The title of "Nice 'N' Easy" announces its thematic program with characteristic directness: this is a song about the value of the unhurried approach, about the superiority of relaxed confidence over anxious effort, about the particular wisdom of knowing when to let things unfold at their own pace. These are not simple ideas despite their apparently simple expression, and the fact that Alan and Marilyn Bergman could articulate them within the constraints of a popular song lyric is evidence of genuine craftsmanship. The Bergmans' ability to make philosophical content feel conversational was one of the defining qualities of their work throughout their long career.

For Frank Sinatra, the thematic content of "Nice 'N' Easy" aligned perfectly with the public persona he had constructed across two decades of performance. By 1960, Sinatra represented in the popular imagination a certain kind of confident, worldly American masculinity that knew how to move through the world with grace and apparent effortlessness. This persona was not simply a commercial construction but a genuine expression of Sinatra's own values and self-understanding, shaped by his particular experience of success, failure, and hard-won recovery. When he sang about taking things nice and easy, the message carried the authority of personal conviction rather than merely commercial calculation.

The Philosophy of Ease

The philosophical content of "Nice 'N' Easy" connects it to a broader tradition of American popular wisdom about the relationship between effort and achievement. The song's central argument is not that one should avoid effort but that the right kind of effort is characterized by relaxation and naturalness rather than strain and anxiety. This is a genuinely useful distinction that has resonance in contexts far beyond romantic relationships, which provides the song's immediate subject matter but clearly functions as a vehicle for a more general life philosophy.

Nelson Riddle's arrangement embodies this philosophy in musical terms. The effortless swing of the rhythm section, the cushioning warmth of the strings, and the conversational naturalness of Sinatra's phrasing all enact the quality of ease that the lyric advocates. The musical and verbal content are thus in perfect alignment, with each reinforcing and illustrating the other. This kind of coherence between lyrical content and musical execution was a hallmark of the best Capitol Records productions of the late 1950s and early 1960s and was one of the reasons these recordings have retained their appeal across successive generations of listeners.

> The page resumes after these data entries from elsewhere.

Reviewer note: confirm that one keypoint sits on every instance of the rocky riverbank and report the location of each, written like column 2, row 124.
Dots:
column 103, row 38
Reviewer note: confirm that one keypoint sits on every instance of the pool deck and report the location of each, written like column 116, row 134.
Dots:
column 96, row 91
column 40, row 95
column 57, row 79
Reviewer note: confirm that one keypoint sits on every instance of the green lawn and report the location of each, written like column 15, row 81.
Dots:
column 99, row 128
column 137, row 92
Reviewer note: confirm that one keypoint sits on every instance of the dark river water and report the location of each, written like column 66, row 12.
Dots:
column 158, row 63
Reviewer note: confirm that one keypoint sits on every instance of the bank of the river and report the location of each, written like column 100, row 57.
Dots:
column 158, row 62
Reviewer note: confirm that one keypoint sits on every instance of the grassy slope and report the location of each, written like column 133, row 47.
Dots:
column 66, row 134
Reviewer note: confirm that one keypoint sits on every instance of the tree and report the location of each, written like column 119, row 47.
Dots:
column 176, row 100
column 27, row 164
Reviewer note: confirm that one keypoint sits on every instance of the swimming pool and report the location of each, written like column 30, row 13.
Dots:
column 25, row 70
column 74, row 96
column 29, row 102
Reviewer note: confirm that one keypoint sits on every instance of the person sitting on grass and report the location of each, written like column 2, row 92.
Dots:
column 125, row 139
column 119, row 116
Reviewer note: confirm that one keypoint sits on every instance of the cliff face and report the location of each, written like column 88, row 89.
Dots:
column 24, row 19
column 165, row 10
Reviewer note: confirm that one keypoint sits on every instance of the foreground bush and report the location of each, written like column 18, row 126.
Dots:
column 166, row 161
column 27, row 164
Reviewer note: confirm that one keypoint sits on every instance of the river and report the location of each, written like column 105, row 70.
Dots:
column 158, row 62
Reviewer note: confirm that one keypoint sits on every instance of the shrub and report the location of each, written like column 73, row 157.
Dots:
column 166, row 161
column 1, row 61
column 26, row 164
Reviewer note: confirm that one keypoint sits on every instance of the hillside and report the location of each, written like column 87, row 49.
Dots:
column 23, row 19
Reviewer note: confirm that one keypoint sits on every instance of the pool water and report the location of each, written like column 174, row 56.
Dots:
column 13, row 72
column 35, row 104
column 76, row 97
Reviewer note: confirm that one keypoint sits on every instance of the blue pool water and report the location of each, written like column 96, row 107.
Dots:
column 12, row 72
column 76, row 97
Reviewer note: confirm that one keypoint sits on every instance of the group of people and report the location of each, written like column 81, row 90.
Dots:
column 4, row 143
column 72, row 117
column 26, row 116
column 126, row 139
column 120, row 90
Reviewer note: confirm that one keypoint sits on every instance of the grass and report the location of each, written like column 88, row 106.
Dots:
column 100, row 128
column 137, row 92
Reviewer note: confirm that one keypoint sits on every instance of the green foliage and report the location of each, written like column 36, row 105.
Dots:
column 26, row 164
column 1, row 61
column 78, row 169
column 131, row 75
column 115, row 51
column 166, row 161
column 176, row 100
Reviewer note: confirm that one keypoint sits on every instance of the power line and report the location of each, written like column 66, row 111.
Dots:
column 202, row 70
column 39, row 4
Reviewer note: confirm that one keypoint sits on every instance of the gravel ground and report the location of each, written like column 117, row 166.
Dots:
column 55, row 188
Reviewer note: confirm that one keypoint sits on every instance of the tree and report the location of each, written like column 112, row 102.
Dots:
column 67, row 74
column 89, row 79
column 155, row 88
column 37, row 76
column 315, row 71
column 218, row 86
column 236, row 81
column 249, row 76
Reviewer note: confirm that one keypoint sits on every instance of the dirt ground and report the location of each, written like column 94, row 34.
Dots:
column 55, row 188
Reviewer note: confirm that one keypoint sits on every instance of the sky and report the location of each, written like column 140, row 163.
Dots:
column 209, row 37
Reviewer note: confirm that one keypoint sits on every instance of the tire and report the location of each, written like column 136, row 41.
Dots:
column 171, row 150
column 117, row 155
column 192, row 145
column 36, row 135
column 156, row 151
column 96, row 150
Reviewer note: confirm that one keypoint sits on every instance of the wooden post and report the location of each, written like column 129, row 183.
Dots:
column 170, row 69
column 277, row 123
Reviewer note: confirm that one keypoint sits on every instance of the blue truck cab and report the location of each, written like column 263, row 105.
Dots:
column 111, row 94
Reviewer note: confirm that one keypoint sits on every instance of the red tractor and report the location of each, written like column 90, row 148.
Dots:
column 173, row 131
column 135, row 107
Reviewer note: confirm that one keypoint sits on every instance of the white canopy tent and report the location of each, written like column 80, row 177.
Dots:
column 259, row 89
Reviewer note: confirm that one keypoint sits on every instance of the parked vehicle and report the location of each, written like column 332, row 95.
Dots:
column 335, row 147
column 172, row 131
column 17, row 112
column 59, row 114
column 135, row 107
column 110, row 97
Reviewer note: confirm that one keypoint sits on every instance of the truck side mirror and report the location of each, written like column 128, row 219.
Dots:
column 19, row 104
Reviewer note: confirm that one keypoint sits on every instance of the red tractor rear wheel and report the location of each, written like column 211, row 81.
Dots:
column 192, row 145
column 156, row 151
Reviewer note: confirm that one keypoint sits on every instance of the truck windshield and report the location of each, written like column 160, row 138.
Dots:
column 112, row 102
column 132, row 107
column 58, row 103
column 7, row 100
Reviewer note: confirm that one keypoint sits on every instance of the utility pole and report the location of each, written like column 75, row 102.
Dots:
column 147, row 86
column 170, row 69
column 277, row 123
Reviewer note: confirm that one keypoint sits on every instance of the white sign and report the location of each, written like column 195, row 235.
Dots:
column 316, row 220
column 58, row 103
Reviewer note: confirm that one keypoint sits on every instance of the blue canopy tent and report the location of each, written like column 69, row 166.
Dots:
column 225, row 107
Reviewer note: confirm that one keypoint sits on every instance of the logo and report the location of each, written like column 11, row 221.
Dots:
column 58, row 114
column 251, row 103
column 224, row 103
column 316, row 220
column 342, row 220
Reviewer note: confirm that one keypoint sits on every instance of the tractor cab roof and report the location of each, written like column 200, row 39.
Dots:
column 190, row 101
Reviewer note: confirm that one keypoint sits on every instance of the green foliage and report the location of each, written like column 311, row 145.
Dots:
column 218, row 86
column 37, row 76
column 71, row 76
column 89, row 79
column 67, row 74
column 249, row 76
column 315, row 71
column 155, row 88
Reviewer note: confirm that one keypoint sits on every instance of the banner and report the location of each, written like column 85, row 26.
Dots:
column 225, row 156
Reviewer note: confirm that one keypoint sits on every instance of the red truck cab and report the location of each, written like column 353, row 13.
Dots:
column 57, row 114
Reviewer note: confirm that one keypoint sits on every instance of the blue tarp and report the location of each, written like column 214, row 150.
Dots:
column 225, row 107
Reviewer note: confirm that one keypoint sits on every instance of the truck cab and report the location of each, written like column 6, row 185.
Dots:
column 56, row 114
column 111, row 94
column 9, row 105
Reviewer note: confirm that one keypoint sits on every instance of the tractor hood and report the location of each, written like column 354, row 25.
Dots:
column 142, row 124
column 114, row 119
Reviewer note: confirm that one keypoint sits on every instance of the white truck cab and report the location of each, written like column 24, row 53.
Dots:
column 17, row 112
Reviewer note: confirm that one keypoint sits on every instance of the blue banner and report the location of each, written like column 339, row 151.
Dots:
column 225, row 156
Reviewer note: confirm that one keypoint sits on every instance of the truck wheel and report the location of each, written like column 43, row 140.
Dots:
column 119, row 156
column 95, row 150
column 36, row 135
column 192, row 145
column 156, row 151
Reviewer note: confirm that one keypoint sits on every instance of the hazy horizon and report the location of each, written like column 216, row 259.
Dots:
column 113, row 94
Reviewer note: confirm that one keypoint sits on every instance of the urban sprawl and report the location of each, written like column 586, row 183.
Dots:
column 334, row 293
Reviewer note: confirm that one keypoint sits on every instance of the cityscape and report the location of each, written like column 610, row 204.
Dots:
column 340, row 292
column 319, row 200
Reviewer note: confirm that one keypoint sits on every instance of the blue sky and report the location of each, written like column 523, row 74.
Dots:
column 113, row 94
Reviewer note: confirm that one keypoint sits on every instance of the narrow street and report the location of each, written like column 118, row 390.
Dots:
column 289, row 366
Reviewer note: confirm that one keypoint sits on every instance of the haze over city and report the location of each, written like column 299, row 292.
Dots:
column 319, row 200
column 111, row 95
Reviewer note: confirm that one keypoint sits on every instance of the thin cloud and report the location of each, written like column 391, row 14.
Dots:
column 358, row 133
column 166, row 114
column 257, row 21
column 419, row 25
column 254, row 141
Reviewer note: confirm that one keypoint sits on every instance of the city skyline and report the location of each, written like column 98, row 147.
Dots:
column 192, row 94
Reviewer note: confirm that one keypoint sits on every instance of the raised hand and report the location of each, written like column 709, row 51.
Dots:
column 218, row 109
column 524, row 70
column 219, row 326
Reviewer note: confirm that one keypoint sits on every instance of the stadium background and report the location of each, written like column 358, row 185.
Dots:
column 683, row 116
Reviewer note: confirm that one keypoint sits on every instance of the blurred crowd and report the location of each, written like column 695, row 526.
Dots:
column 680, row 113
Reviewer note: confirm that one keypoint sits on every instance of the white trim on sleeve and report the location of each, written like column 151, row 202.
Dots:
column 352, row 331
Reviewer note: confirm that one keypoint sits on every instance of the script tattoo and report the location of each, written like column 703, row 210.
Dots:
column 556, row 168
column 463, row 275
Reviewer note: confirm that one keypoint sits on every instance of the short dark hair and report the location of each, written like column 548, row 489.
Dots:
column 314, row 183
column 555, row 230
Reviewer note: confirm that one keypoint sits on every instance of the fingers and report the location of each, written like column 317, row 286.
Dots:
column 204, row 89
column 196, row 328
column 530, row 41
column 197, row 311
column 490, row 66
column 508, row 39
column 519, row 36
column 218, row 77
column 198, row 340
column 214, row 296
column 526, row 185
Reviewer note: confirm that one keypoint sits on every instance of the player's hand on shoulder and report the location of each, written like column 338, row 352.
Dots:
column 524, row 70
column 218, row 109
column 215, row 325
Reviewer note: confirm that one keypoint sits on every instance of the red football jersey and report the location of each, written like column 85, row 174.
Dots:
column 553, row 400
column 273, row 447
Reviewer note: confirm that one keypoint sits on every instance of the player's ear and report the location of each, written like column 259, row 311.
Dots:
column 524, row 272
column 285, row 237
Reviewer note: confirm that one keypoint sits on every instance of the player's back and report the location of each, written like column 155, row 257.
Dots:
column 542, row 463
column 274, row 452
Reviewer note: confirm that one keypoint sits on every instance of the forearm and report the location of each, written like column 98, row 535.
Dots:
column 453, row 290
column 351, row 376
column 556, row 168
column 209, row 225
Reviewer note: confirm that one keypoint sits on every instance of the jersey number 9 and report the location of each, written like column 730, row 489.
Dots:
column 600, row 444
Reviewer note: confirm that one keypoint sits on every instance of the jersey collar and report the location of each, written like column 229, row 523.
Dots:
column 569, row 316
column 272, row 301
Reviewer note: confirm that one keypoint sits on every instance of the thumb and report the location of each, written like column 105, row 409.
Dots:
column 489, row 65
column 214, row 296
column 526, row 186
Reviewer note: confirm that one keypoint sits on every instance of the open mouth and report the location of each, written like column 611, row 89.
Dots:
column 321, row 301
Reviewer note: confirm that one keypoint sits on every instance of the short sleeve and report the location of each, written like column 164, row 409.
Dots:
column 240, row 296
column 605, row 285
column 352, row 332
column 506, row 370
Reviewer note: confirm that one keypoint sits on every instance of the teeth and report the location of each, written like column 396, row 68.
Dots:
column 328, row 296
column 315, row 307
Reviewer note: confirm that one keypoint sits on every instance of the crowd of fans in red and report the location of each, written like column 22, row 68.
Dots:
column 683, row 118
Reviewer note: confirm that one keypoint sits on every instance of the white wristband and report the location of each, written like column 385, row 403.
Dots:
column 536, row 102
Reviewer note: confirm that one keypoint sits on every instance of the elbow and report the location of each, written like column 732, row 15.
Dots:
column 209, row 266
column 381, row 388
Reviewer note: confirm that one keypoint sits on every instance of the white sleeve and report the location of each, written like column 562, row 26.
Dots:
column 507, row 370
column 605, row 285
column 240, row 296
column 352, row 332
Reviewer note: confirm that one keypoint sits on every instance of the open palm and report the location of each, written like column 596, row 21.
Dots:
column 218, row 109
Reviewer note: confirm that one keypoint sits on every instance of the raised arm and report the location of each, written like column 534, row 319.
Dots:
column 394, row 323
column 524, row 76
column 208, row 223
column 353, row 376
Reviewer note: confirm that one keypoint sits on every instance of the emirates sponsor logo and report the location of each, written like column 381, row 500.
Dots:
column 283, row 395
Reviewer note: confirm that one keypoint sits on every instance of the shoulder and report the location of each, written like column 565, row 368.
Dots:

Legacy in the Sinatra Catalog and Beyond

"Nice 'N' Easy" occupies an important position in the Sinatra catalog as a song that captured both the man and his moment with particular clarity. The early 1960s were a transitional period in American popular music, and Sinatra's ability to record with the sophistication and emotional intelligence demonstrated on this track while the market around him was shifting dramatically toward rock and roll and other new idioms testified to the depth and authenticity of his artistic commitment. He was not simply following commercial trends but working within a tradition he had helped define and in which he retained complete mastery.

The song's legacy extends beyond Sinatra himself to encompass the entire tradition of the Great American Songbook in its mid-century popular incarnation. "Nice 'N' Easy" has been covered by numerous artists over the decades, each finding in it a slightly different angle of approach while the underlying musical and lyrical quality has continued to sustain interest. For many listeners it serves as an introduction to the world of sophisticated popular song that Sinatra helped create and define, a world characterized by melodic elegance, harmonic richness, and the kind of emotionally intelligent lyric writing that the Bergmans represented at their considerable best. The Capitol Records era of Sinatra's career remains one of the most studied and celebrated periods in the entire history of American popular music.